Human vision combines low-resolution “gist” information from the visual periphery with sparse but high-resolution information from fixated locations to construct a coherent understanding of a visual scene. In this paper, we introduce MetamerGen, a tool for generating scenes that are aligned with latent human scene representations. MetamerGen is a latent diffusion model that combines peripherally obtained scene gist information with information obtained from scene-viewing fixations to generate image metamers for what humans understand after viewing a scene. Generating images from both high and low resolution (i.e. “foveated”) inputs constitutes a novel image-to-image synthesis problem, which we tackle by introducing a dual-stream representation of the foveated scenes consisting of DINOv2 tokens that fuse detailed features from fixated areas with peripherally degraded features capturing scene context. To evaluate the perceptual alignment of MetamerGen generated images to latent human scene representations, we conducted a same-different behavioral experiment where participants were asked for a “same” or “different” response between the generated and the original image. With that, we identify scene generations that are indeed metamers for the latent scene representations formed by the viewers. MetamerGen is a powerful tool for understanding scene understanding. Our proof-of-concept analyses uncovered specific features at multiple levels of visual processing that contributed to human judgments. While it can generate metamers even conditioned on random fixations, we find that high-level semantic alignment most strongly predicts metamerism when the generated scenes are conditioned on viewers’ own fixated regions.

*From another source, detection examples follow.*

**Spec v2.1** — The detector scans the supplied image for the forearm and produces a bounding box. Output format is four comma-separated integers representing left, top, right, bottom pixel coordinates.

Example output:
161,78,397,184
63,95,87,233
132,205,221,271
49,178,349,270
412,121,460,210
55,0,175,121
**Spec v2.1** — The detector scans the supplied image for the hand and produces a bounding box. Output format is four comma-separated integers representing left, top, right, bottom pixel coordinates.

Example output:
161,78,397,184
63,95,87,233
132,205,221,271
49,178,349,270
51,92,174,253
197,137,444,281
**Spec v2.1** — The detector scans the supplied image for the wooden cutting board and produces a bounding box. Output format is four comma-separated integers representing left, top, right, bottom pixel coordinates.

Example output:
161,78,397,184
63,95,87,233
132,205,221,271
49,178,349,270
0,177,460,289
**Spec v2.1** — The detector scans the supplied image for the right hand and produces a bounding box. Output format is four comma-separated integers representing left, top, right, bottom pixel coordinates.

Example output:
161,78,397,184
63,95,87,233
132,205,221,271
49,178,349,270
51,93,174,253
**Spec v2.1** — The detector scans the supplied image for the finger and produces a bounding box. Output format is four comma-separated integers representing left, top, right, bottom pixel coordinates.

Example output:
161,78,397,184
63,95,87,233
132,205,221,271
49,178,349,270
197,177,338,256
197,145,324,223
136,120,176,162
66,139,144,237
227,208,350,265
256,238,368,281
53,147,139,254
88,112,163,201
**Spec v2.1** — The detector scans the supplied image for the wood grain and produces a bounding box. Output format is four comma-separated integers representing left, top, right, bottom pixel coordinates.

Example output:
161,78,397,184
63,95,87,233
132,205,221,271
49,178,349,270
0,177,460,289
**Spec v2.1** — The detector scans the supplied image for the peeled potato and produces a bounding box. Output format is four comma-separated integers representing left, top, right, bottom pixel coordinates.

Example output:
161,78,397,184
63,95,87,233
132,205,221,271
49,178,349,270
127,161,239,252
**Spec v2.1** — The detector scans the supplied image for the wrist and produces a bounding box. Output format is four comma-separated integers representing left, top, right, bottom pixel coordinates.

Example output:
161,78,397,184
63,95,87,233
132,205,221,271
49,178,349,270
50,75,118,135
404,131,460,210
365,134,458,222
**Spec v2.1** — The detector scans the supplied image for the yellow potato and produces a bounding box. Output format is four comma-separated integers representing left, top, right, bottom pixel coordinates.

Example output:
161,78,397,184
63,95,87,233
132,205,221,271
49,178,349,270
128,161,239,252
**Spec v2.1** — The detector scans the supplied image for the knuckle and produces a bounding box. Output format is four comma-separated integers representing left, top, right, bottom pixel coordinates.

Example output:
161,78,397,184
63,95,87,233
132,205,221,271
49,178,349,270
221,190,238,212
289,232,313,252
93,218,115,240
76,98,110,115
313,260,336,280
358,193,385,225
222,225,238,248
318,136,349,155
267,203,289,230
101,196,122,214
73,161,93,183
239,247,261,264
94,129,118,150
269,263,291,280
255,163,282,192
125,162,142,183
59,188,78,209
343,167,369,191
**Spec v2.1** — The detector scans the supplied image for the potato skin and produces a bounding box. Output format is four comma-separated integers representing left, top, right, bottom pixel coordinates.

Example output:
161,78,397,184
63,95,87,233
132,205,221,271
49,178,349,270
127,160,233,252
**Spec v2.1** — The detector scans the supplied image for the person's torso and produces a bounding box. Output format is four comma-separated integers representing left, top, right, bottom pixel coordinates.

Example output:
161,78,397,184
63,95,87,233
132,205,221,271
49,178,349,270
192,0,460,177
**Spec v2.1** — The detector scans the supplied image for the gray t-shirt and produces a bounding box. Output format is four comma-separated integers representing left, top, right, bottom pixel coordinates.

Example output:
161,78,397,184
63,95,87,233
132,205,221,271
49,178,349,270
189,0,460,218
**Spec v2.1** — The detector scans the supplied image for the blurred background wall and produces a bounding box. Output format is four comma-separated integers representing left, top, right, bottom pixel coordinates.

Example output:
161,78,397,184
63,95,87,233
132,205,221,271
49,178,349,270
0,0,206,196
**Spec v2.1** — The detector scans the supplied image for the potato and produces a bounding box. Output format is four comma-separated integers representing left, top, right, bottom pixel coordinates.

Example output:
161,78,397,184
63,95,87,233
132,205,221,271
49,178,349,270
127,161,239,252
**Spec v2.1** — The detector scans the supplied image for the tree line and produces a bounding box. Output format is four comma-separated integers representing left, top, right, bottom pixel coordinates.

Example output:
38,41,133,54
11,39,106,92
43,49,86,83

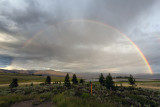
9,73,135,90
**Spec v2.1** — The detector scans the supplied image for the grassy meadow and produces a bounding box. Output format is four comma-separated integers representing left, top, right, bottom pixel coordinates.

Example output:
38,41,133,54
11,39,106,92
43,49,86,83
0,73,160,107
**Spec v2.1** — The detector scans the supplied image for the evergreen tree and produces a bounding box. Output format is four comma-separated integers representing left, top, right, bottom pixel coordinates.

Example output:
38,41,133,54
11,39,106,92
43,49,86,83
105,73,114,90
128,75,135,86
72,74,78,84
45,76,51,84
79,78,84,84
64,73,71,87
99,73,105,86
9,78,18,92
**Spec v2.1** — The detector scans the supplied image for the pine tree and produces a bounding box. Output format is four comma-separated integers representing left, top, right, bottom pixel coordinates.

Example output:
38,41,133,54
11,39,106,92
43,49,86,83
72,74,78,84
128,75,135,86
105,73,114,90
79,78,84,84
45,76,51,84
9,78,18,92
99,73,105,86
64,73,71,87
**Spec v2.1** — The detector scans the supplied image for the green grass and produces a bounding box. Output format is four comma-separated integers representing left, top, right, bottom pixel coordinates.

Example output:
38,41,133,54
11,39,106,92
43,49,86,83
0,73,64,84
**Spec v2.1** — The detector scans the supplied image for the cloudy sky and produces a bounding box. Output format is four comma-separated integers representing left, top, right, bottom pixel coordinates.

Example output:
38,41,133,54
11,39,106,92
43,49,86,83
0,0,160,73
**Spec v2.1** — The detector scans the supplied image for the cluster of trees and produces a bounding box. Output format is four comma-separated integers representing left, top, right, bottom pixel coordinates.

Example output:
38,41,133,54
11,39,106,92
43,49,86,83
64,73,85,87
99,73,114,90
9,73,135,90
99,73,135,90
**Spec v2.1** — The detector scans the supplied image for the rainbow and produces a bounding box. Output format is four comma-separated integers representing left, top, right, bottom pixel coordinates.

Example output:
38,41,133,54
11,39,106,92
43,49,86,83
22,19,153,74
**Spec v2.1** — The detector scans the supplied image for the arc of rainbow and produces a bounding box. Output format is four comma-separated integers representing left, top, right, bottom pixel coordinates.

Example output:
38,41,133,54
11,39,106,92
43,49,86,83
22,19,153,74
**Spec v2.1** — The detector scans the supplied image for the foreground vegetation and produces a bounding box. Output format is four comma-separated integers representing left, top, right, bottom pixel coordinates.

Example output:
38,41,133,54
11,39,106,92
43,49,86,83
0,75,160,107
0,83,160,107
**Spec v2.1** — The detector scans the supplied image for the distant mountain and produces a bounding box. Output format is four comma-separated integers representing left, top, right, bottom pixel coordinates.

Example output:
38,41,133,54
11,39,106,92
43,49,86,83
78,72,160,79
0,69,160,79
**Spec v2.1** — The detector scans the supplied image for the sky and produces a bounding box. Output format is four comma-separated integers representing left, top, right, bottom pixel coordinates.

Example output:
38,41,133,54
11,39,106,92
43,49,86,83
0,0,160,74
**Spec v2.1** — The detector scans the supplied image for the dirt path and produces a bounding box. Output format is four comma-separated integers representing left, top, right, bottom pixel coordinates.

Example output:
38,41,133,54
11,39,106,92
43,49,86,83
118,83,160,90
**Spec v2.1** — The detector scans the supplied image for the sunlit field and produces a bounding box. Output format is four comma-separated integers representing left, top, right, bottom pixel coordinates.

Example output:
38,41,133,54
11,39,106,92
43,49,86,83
0,0,160,107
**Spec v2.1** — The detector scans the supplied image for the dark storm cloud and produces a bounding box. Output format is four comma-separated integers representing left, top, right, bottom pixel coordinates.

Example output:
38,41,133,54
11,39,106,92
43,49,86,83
0,0,159,71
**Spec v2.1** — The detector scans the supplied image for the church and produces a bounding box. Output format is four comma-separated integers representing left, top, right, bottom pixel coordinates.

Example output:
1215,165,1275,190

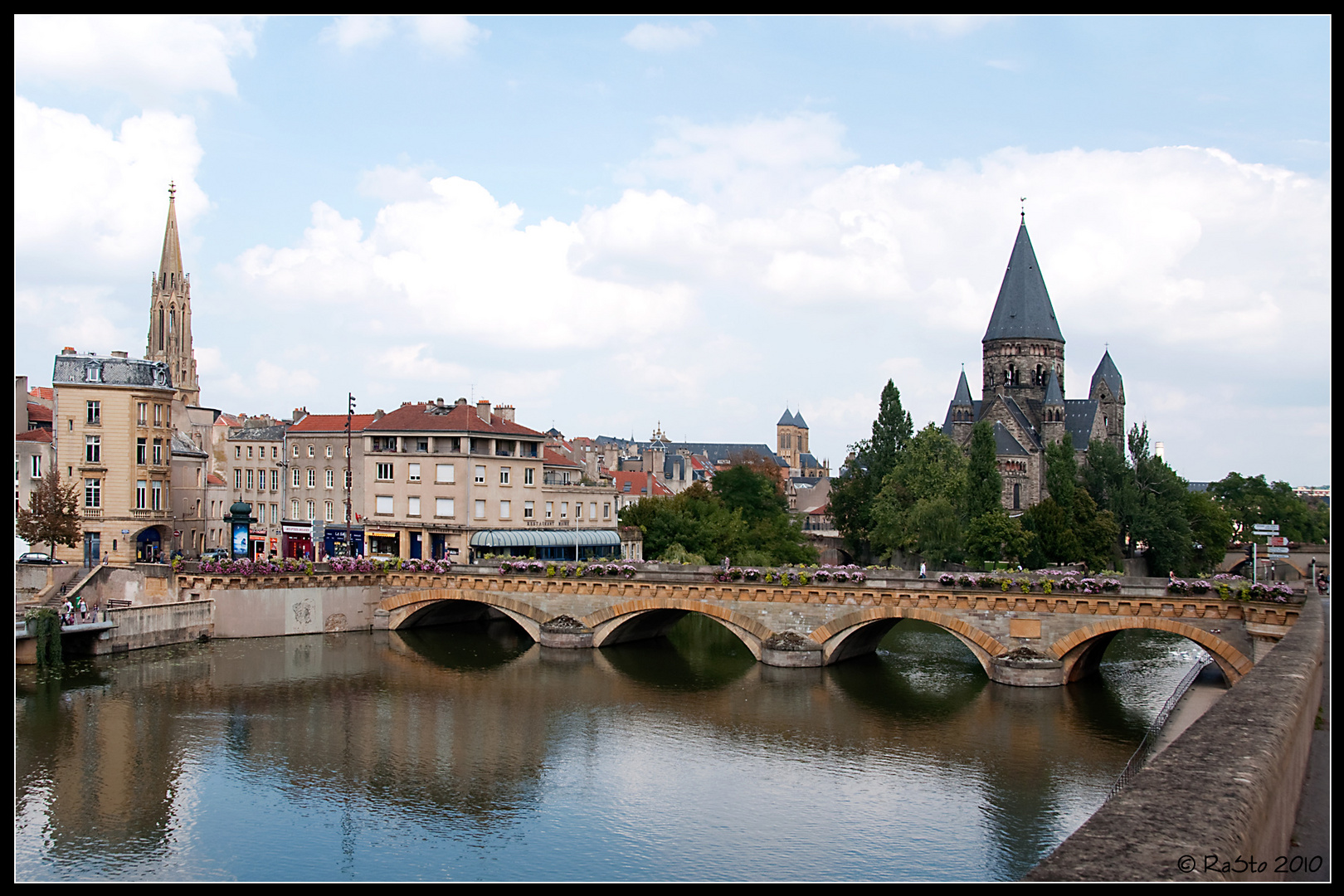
942,217,1125,512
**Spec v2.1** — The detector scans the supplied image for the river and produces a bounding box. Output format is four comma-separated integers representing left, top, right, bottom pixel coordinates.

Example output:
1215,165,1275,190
15,616,1203,881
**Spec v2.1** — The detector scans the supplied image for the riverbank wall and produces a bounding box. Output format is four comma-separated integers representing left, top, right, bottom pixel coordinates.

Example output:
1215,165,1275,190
1024,598,1325,881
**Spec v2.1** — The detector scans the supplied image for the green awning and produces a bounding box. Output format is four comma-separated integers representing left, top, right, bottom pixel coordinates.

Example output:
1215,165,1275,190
470,528,621,548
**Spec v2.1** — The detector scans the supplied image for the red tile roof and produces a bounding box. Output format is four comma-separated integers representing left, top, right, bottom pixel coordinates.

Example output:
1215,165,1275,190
365,402,544,438
289,414,373,436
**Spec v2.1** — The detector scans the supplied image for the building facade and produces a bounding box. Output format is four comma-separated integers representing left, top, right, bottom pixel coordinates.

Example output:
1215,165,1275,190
942,221,1125,512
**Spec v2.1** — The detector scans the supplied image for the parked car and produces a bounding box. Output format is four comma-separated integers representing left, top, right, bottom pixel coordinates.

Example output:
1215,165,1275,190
19,553,69,566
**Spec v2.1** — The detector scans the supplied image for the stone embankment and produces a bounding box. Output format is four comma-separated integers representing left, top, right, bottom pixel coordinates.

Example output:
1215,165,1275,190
1025,598,1325,881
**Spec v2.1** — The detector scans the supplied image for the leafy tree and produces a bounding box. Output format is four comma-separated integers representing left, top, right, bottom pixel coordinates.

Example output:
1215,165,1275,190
967,421,1004,520
16,469,82,556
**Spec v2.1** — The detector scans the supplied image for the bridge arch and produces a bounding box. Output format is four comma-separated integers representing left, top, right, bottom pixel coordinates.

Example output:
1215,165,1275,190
811,607,1008,675
1049,616,1254,685
377,588,550,640
582,598,774,660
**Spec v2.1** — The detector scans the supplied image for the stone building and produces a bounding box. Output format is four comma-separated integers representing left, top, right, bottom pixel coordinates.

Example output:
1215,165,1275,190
942,221,1125,510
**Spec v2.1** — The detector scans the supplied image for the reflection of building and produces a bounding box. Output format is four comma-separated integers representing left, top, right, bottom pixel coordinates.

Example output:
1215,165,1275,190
51,348,173,566
363,399,621,559
942,223,1125,510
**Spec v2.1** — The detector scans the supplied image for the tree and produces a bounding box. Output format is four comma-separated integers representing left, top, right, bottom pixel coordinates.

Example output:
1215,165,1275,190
967,421,1004,520
17,469,83,556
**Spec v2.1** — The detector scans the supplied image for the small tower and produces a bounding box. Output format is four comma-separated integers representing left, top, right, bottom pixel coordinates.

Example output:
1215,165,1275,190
950,368,976,446
1088,349,1125,454
145,184,200,404
1040,371,1066,445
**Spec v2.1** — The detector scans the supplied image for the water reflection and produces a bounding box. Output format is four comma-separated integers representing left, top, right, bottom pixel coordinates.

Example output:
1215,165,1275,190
15,614,1194,880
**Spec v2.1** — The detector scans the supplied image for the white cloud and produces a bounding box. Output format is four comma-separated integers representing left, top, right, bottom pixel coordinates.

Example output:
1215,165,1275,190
621,22,713,52
411,16,490,56
317,16,392,50
15,16,260,102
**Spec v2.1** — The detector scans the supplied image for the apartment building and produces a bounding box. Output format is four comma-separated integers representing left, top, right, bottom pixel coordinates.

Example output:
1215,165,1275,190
51,348,175,566
363,399,621,560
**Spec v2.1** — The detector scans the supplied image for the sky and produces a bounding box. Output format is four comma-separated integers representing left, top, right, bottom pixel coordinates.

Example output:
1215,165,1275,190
15,16,1332,485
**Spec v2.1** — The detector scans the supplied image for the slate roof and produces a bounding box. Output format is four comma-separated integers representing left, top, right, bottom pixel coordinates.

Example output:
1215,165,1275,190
1091,349,1123,395
981,224,1064,343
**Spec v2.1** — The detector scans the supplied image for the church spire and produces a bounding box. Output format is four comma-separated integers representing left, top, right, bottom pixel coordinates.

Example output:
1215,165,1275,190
158,182,182,280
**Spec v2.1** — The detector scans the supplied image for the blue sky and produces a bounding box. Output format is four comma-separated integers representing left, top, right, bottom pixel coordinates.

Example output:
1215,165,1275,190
15,16,1331,484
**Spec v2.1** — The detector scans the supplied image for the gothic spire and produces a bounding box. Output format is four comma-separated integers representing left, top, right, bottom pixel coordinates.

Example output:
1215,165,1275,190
981,223,1064,343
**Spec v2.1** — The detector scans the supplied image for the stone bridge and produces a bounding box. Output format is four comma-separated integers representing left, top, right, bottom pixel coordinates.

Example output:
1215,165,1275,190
363,568,1300,686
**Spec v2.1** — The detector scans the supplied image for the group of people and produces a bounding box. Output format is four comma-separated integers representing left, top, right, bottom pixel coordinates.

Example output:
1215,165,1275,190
61,595,98,626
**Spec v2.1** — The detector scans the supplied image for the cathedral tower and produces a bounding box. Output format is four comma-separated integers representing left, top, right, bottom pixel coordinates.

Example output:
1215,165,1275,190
980,219,1064,407
145,184,200,406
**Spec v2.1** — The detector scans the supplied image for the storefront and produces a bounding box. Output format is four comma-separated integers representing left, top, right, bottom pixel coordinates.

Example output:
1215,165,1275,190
364,529,402,558
470,529,621,560
324,525,364,558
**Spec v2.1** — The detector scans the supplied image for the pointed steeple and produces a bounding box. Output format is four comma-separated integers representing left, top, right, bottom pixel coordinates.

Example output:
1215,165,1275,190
158,183,182,280
981,223,1064,343
952,368,971,407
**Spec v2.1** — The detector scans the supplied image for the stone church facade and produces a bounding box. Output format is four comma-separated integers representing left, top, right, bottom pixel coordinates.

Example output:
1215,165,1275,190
942,222,1125,514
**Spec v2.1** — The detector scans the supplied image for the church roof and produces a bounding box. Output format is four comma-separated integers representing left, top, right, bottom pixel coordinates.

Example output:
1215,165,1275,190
1091,349,1123,395
952,371,971,407
981,224,1064,343
158,189,182,277
1043,371,1064,404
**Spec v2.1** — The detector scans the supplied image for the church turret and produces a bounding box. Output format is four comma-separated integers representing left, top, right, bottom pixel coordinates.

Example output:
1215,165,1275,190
981,217,1064,406
145,184,200,404
1088,348,1125,453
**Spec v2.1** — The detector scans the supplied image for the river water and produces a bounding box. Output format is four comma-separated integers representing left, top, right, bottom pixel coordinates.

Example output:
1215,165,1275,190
15,616,1203,880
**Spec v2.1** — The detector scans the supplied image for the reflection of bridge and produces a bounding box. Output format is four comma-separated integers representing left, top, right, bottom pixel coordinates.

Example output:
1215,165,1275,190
368,571,1298,686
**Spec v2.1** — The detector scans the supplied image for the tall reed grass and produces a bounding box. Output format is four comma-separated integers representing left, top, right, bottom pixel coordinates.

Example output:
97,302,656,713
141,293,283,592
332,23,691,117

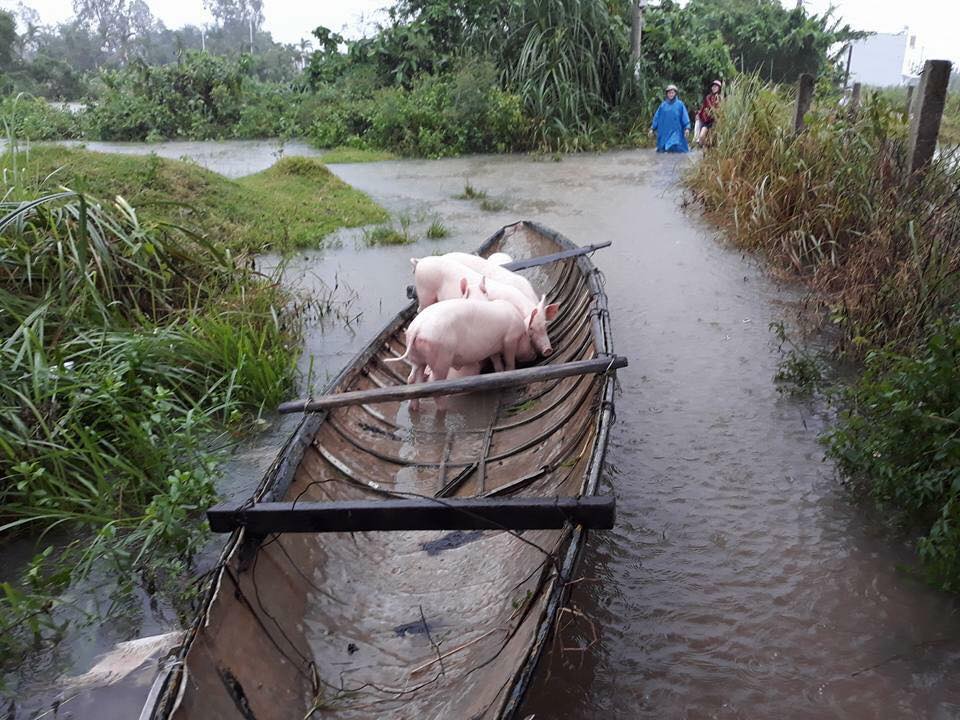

Sat 25 April 7:42 - 7:52 PDT

Plug-and-Play Compositionality for Boosting Continual Learning with Foundation Models

Weiduo Liao ⋅ Fei Han ⋅ Hisao Ishibuchi ⋅ Qingfu Zhang ⋅ Ying Wei

Vision learners often struggle with catastrophic forgetting due to their reliance on class recognition by comparison, rather than understanding classes as compositions of representative concepts. This limitation is prevalent even in state-of-the-art continual learners with foundation models and worsens when current tasks contain few classes. Inspired by the recent success of concept-level understanding in mitigating forgetting, we design a universal framework CompSLOT to guide concept learning across diverse continual learners. Leveraging the progress of object-centric learning in parsing semantically meaningful slots from images, we tackle the challenge of learning slot extraction from ImageNet-pretrained vision transformers by analyzing meaningful concept properties. We further introduce a primitive selection and aggregation mechanism to harness concept-level image understanding. Additionally, we propose a method-agnostic self-supervision approach to distill sample-wise concept-based similarity information into the classifier, reducing reliance on incorrect or partial concepts for classification. Experiments show CompSLOT significantly enhances various continual learners and provides a universal concept-level module for the community.